L’écriture de Laforgue est pleine de références à l’Antiquité, qu’elle soit orientale ou hellénique. On sent chez cet auteur une profonde influence religieuse même s’il n’est pas fondamentalement croyant. Mais plus que tout, l’ennui entache chaque page, captivant l’attention du lecteur pour le plonger dans un profond spleen collectif.

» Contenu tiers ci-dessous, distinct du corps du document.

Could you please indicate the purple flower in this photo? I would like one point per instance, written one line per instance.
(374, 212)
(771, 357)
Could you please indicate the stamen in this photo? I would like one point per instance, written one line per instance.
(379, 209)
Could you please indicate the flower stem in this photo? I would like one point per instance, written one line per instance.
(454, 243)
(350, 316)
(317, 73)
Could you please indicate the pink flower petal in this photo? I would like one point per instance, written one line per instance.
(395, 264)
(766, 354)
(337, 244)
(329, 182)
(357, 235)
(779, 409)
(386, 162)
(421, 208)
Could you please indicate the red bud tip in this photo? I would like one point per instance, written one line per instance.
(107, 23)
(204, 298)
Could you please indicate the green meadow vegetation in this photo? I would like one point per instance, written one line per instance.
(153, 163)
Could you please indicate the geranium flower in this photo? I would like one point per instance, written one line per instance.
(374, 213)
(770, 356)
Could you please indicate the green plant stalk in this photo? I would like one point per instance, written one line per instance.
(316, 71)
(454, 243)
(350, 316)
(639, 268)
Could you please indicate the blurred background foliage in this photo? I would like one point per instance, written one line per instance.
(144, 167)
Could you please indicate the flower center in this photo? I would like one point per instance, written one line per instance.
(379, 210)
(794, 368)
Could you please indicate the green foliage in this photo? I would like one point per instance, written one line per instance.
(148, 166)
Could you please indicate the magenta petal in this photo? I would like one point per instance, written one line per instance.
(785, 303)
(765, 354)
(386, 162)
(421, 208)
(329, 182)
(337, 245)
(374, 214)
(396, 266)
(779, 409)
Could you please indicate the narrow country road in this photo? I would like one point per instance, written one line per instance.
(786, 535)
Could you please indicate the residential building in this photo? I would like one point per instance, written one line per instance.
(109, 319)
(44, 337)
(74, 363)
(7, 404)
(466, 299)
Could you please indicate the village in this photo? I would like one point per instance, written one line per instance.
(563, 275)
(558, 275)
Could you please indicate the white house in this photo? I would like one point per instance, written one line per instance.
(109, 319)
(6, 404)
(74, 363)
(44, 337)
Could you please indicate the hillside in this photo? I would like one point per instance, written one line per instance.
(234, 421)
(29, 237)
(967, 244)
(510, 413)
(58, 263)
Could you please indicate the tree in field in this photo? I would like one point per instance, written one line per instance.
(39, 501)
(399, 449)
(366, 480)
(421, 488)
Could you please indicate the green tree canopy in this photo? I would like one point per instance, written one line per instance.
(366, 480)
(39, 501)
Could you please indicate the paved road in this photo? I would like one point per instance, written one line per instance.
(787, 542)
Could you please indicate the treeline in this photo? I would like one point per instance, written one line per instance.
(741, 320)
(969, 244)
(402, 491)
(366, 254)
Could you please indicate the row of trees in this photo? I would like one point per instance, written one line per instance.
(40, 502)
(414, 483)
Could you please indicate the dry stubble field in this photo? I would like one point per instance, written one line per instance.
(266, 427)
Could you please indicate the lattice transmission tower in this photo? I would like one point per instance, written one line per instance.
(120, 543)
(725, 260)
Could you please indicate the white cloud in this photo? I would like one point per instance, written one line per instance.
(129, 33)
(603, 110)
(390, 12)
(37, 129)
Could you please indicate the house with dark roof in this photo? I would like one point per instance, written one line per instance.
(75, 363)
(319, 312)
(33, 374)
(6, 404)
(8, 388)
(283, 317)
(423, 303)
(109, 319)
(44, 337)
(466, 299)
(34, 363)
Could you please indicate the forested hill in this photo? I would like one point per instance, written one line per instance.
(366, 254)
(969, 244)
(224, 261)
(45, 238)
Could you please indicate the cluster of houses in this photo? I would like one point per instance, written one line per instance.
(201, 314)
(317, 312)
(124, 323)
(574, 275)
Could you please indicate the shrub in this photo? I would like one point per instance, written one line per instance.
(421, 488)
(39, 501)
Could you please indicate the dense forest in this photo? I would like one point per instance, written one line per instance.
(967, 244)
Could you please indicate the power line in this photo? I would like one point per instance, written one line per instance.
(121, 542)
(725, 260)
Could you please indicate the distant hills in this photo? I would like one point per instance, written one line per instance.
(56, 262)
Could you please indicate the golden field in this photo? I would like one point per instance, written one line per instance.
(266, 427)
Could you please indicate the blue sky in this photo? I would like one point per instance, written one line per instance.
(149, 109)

Laforgue est avant tout l’auteur des mal aimés, des incompris mais aussi des ratés, des désespérés, des suicidaires et de toute cette gente humaine qui lasse de vivre, loin de son quotidien, s’évade dans le rêve quand elle ne trouve pas la libération dans le suicide. Laforgue révèle la poésie dans tout ce qui l’entoure, il la voit partout, et tous les sujets deviennent les catalyseurs d’une expérience et d’une expression poétiques nouvelles : les rêves, l’amour, la vie, la mort, la maladie, l’agonie, la décomposition brutale, l’automne, le vent, le paganisme, etc.

Écrite dans le style plutôt précieux caractéristique de l’auteur, pleine de références à son histoire personnelle, l’œuvre peut particulièrement plaire si l’on possède une solide culture générale et un goût prononcé pour le décryptage de la symbolique des textes, ou alors si par curiosité, l’on s’essaie à explorer les arcanes de la poésie de la fin du XIXème siècle. Mais le recueil, peut-on penser, n’est pas pour le novice qui, dérouté, risque de ne pas se retrouver dans ces textes qui obéissent à leurs propres règles.